L'Algérie est très riche. Par son histoire. Ses habitants ont dû, des siècles durant, apprendre à survivre contre la domination. L'Algérien est donc mû par l'instinct de survie et l'individualisme, dans un environnement ou toute structure est laminée et la capacité à diriger sont inexistants . L'individualisme débrouillard de ce peuple ne suffit plus. L'Algérien, de par sa longue histoire de dominations, est passé maître dans l'art du double jeu.

L'image de la classe politique est dans l'ensemble négative. L'idée que l'Algérie n'est pas un état de droit est couramment répandue. Les abus d'autorité sont effectivement nombreux. En outre, l'Algérie est classée comme l'un des pays les plus corrompus du monde. Il ne fait aucun doute que la vie économique du pays est largement contrôlée par des groupes oligarchiques aux méthodes mafieuses et que les agents de l'Etat sont souvent corrompus.

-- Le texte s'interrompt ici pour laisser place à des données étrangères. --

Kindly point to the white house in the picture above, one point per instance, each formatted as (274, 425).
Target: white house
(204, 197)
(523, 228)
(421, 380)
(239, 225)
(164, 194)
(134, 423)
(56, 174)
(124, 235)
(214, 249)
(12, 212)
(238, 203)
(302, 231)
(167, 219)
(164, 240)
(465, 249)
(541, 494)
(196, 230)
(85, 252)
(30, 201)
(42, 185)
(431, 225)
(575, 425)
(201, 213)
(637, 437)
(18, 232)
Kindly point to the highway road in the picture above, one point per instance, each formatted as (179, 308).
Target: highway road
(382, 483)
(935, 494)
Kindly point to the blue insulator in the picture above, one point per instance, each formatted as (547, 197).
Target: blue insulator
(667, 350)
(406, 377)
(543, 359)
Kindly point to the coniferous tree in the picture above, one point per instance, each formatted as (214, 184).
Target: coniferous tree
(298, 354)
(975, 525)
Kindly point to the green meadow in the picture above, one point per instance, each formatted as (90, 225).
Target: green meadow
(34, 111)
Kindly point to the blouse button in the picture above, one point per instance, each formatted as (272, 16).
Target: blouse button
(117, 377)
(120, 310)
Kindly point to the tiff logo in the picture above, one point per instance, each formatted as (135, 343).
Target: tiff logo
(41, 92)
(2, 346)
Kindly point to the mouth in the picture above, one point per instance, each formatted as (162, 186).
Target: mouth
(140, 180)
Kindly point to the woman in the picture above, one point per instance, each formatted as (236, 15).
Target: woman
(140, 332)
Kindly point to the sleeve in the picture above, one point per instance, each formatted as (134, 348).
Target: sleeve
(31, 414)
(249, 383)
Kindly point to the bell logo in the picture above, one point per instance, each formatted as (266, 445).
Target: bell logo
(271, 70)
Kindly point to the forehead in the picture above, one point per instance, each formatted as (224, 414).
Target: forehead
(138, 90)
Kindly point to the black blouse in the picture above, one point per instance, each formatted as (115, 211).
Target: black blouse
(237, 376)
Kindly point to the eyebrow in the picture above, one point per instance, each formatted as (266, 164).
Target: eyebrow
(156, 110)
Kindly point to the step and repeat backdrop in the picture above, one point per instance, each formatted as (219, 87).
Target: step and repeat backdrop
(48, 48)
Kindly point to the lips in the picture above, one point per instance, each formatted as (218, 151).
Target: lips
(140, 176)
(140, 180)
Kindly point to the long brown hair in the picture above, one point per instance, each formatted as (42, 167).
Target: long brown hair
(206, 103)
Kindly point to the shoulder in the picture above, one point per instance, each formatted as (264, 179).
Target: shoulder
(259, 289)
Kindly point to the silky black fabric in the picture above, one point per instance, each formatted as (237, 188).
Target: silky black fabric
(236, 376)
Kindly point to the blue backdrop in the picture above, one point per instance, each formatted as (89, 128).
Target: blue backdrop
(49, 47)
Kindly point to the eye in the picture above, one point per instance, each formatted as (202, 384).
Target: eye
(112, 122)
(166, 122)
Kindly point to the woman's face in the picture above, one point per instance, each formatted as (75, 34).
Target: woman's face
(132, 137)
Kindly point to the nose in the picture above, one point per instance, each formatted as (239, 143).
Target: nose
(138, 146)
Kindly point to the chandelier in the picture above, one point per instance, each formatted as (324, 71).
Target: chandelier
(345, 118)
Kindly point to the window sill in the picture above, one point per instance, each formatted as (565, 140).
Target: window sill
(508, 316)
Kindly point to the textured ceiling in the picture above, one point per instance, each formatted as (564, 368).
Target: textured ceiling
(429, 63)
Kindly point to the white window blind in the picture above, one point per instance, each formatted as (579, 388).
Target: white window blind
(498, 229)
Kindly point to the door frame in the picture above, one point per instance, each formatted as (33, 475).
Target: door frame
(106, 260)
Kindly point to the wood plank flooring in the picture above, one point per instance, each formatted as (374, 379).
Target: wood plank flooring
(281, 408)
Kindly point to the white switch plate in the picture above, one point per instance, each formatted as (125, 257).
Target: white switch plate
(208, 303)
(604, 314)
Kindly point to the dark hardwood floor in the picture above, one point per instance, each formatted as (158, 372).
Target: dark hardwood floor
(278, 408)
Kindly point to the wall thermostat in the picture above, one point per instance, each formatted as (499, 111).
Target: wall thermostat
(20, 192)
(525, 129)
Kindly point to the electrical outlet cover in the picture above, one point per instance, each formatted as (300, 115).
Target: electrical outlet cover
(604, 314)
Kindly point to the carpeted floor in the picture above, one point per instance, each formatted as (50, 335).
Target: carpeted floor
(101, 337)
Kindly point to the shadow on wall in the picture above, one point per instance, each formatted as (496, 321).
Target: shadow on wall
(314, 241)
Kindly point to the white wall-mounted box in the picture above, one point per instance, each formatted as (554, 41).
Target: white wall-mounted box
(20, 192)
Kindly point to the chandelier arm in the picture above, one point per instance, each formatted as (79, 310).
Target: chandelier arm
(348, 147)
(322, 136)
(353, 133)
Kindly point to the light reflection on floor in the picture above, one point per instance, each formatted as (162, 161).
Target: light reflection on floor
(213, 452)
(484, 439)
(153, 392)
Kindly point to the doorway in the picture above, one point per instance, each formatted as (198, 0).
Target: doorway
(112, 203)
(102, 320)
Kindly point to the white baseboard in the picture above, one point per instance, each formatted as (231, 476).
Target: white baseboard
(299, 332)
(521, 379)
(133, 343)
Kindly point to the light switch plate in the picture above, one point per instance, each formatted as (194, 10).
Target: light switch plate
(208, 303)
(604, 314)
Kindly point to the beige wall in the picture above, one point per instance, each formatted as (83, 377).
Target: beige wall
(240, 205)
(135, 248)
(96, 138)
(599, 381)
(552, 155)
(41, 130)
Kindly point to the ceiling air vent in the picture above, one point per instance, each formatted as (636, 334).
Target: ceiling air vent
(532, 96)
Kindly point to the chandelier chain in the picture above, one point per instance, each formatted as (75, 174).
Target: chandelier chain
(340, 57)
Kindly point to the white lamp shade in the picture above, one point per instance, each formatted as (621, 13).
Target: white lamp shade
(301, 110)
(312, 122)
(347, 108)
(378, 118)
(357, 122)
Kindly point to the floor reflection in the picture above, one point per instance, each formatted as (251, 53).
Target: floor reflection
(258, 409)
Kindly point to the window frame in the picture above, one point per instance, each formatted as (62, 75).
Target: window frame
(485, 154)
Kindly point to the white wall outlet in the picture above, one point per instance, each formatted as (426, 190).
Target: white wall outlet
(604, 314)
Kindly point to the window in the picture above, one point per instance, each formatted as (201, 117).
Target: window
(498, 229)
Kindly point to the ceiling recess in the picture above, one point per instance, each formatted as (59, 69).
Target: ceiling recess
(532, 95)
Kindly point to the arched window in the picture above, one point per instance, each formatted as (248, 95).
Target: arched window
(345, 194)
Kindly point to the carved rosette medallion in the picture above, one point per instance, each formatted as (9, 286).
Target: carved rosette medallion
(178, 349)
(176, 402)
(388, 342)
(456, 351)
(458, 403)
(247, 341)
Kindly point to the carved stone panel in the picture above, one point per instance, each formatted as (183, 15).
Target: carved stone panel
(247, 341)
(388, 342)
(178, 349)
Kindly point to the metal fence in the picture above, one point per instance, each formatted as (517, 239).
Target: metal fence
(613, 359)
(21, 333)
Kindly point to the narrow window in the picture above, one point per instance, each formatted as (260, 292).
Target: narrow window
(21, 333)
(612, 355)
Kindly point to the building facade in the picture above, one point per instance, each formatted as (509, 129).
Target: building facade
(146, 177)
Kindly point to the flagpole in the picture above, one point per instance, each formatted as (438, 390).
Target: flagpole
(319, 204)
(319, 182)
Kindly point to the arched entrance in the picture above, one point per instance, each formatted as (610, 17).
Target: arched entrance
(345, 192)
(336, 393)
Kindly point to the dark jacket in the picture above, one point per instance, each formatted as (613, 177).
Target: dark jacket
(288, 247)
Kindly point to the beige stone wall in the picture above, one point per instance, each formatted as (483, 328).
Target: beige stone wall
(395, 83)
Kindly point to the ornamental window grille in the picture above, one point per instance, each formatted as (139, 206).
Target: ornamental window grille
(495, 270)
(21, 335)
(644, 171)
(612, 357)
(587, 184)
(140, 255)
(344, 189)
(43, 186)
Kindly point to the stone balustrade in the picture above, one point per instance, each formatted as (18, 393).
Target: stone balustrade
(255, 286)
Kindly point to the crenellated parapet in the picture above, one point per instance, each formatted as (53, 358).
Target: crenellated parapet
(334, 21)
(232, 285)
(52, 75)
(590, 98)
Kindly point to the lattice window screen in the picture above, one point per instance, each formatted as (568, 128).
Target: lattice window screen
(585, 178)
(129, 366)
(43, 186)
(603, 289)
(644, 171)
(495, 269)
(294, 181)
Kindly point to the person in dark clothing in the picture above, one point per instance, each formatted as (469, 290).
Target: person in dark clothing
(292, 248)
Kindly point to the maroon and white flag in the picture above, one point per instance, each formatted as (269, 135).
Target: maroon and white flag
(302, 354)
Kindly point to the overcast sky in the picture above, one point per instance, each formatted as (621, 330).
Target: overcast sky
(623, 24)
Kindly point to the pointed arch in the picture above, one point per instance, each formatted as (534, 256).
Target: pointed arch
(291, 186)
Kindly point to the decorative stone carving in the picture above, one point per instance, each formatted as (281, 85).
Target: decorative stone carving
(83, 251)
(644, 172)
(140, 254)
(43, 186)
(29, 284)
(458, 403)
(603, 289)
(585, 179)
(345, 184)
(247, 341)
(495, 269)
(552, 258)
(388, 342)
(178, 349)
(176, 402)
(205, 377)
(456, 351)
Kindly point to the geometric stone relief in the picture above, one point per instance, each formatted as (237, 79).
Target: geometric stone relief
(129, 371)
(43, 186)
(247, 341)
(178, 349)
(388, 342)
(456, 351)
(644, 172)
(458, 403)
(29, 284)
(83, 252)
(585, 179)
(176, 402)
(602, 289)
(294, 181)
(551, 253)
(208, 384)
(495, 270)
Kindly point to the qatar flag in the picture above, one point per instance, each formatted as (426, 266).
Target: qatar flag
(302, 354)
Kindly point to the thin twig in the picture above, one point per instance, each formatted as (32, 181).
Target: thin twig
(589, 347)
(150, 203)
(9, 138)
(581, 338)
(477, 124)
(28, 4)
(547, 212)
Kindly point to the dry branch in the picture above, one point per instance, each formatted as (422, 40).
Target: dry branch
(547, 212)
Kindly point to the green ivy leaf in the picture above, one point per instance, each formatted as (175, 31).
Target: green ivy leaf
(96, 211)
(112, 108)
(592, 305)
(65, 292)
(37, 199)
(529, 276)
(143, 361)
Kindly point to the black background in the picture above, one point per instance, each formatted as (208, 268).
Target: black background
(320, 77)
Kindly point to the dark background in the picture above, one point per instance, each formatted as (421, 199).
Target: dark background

La contrefaçon et la criminalité économique touchent des secteurs importants : Les cigarettes, les supports électroniques, l'électroménager, les pièces de rechange, les matériaux de construction et les médicaments. La mafia " économique " est issue essentiellement de dirigeants d'institutions et d'organisations publiques dont ils se sont attribué les biens qu'ils ont dévoyés. Nombre d'entre eux sont blanchis à leur actuelle. Leur préoccupation maintenant est de devenir politiquement " présentables ". Cette évolution est naturellement différente suivant les secteurs.

La situation économique s'assainie peu ou très longuement et la vie des affaires n'est pas moins floue. Le remboursement anticipé de la dette extérieure et surtout la bonne conjoncture du prix du pétrole ont permis à l'Algérie d'afficher une croissance qui ne l'est pas vraiment. La balance commerciale hors hydrocarbures est déficitaire de 59 milliards de dollars US annuellement.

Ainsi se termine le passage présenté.